Project management

Base Knowledge

Although not essential, some knowledge about the operation and development of software is advisable for a better assimilation of the course unit and the evolution of skills related to the structuring and management of software projects.

Teaching Methodologies

This curricular unit will have a 60-hour theoretical-practical regime, strongly based on the experimental method, where students actively explore and develop their skills in the management of a common development project, of considerable dimension, applying the knowledge acquired during the semester.

The practical component consists in the development of an integrated work in the evaluation of the UC, which will be defined together with the students.

It is intended to understand the methodologies studied and the student’s autonomy in problems with a medium degree of complexity.

Learning Results

– Analyze and elaborate the requirements of a system.

– Demonstrate the applicability of the main project development processes to concrete scenarios.

– Apply good project management practices.

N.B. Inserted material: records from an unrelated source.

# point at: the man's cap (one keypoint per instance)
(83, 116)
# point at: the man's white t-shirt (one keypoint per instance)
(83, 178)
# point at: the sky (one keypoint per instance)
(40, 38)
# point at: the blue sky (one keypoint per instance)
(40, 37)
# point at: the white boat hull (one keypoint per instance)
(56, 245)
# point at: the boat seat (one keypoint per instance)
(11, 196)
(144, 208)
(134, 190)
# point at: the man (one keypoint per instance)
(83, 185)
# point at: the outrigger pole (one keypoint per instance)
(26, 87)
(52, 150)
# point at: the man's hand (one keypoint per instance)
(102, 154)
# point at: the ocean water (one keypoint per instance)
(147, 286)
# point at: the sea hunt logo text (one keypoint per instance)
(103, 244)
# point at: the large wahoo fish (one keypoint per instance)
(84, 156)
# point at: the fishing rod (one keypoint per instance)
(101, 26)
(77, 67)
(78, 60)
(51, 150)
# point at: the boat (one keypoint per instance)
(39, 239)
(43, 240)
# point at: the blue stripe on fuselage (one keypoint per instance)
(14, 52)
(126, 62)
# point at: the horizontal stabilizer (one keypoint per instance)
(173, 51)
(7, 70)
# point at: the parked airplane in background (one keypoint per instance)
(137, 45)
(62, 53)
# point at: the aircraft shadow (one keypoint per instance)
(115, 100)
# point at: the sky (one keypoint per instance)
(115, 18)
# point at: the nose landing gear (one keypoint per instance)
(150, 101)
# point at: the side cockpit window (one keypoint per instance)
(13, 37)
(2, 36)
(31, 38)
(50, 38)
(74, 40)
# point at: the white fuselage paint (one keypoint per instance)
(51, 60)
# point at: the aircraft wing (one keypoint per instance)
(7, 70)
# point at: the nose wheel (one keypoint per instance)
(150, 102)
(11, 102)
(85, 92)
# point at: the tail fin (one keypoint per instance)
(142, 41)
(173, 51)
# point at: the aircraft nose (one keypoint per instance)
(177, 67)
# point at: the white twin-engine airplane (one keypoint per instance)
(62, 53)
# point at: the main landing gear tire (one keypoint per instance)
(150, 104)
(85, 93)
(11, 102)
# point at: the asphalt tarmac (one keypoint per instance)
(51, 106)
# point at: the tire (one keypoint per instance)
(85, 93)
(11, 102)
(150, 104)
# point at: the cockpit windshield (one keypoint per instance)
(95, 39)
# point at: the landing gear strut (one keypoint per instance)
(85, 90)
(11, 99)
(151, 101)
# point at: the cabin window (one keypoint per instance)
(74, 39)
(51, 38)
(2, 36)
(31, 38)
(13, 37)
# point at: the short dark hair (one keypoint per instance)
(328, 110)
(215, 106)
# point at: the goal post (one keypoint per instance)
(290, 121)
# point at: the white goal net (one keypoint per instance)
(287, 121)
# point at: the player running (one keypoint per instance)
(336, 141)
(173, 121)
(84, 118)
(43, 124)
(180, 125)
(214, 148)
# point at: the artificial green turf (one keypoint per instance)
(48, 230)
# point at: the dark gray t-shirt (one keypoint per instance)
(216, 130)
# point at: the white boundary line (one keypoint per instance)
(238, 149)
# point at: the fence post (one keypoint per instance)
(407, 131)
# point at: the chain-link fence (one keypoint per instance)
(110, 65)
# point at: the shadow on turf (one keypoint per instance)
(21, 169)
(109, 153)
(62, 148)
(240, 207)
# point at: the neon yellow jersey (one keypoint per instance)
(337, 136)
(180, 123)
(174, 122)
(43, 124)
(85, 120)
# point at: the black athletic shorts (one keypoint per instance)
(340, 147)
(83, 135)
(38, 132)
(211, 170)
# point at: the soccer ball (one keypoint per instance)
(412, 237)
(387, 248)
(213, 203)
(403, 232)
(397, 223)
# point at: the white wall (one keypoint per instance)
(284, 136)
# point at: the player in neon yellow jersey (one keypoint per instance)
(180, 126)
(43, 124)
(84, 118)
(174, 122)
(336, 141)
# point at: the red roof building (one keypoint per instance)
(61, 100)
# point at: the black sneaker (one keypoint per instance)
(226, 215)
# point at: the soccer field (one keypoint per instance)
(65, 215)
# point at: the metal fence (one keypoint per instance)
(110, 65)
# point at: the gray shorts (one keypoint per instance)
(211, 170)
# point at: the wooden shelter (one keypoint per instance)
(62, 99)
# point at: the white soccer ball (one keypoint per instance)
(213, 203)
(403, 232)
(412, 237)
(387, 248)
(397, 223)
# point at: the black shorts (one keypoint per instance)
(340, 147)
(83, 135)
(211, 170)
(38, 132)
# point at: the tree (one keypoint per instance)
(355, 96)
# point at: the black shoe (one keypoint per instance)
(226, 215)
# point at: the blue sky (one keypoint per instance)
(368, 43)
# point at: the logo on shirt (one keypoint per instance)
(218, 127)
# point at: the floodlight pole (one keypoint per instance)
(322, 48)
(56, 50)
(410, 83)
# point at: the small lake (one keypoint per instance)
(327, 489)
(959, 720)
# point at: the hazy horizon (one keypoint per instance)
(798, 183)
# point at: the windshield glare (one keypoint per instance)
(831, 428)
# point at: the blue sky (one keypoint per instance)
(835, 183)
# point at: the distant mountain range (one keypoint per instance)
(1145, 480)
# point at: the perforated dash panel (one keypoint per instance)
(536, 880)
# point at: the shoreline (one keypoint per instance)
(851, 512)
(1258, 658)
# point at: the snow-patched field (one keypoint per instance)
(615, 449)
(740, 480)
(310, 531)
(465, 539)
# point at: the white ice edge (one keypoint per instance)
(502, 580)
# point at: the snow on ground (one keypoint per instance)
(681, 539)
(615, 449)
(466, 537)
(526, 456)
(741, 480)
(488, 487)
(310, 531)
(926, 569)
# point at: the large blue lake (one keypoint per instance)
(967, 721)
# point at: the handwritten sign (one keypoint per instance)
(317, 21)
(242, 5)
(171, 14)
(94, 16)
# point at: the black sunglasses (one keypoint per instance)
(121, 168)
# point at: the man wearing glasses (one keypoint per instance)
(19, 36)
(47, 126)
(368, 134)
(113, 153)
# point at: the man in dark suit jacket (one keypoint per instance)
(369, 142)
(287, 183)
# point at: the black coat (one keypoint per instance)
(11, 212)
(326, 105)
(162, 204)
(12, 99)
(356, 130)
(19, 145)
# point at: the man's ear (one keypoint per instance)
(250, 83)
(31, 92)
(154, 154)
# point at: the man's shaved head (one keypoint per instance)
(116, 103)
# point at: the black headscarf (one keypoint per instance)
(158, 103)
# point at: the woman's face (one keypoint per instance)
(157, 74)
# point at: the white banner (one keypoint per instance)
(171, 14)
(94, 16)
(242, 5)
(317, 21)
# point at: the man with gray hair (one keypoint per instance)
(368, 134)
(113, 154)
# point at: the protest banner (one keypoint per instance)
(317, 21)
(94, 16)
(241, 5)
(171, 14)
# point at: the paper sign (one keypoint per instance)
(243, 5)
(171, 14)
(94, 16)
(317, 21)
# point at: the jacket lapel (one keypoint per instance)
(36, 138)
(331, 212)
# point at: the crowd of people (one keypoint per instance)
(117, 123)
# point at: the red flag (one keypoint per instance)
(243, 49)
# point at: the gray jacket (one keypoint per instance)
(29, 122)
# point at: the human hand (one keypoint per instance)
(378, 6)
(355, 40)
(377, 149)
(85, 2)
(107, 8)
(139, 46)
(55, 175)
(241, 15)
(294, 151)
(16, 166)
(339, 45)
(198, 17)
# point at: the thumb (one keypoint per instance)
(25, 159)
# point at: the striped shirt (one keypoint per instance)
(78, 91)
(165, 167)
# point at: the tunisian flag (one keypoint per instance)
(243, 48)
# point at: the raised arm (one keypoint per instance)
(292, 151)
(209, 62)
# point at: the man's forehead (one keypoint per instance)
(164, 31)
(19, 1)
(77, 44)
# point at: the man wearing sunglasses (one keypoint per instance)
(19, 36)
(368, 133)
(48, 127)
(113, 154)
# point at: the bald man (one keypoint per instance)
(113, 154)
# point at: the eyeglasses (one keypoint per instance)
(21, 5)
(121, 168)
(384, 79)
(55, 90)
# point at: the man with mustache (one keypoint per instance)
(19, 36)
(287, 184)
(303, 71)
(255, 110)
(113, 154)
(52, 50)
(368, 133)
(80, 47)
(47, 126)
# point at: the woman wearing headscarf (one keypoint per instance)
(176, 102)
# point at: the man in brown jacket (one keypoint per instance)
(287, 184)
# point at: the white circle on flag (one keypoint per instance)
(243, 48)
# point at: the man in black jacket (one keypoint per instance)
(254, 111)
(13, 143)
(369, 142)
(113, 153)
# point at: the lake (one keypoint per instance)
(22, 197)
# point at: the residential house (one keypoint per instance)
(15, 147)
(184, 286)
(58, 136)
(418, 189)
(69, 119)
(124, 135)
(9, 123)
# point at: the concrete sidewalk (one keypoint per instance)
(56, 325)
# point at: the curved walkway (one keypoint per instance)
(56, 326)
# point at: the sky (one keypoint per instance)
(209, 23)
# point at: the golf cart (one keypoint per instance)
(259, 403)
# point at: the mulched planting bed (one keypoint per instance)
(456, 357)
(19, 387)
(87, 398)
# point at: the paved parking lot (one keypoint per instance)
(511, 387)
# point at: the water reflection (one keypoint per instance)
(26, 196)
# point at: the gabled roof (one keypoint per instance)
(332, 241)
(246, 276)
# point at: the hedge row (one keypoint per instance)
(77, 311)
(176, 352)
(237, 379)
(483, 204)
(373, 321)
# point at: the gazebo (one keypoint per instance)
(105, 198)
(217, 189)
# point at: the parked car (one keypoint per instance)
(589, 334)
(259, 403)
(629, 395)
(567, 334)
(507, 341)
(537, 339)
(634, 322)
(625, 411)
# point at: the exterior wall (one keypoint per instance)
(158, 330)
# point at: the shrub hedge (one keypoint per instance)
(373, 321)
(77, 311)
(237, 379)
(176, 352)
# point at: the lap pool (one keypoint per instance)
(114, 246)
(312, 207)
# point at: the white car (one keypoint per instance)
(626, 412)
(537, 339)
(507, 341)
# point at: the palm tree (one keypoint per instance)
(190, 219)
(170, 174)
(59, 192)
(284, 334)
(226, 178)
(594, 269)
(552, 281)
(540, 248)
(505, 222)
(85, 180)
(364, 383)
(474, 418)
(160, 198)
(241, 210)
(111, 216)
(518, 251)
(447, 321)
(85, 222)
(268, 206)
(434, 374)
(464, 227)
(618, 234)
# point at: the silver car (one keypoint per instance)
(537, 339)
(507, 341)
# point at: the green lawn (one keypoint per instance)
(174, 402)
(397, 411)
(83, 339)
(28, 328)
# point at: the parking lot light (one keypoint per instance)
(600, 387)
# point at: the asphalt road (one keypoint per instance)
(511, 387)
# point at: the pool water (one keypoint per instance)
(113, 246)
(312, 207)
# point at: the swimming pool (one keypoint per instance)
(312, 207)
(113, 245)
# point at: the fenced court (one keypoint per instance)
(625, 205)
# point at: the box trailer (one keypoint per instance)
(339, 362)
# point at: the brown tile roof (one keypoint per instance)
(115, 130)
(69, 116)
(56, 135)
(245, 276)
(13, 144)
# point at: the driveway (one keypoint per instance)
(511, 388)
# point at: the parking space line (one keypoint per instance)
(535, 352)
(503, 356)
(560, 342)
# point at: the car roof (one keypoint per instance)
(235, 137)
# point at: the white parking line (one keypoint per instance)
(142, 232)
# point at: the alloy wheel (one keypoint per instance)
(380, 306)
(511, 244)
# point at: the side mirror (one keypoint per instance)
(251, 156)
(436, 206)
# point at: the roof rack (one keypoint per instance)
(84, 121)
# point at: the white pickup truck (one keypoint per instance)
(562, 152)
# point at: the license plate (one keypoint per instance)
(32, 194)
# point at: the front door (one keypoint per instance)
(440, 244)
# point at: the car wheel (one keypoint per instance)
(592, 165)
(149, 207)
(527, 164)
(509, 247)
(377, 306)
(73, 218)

– Plan projects and monitor their development.

– Use and configure computer tools to support project management. 

Program

1. Requirements management: functional and non-functional requirements, specification of requirements, requirements engineering processes, acquiring and analyzing requirements, validating requirements, managing requirements.

2. Models of project development processes: cascade, iterative and incremental.

3. Concepts of project management: time planning and project monitoring, metrics and effort / cost estimation, risk analysis and management, quality assurance.

4. Computer tools to support project management.

Curricular Unit Teachers

Internship(s)

NAO

Bibliography

Hull, E., Jackson, k., & Dick, J. (2010). Requirements engineering (3rd ed.). Springer.

Huttermann, M. (2012). Devops for developers. Apress.

Lesyuk, A. (2013). Mastering redmine. Packt Publishing.

Newton, R. (2012). Project management step by step: How to plan and manage a highly successful project. Pearson.

Pressman, R. (2010). Software engineering: A practitioner’s approach. McGraw Hill.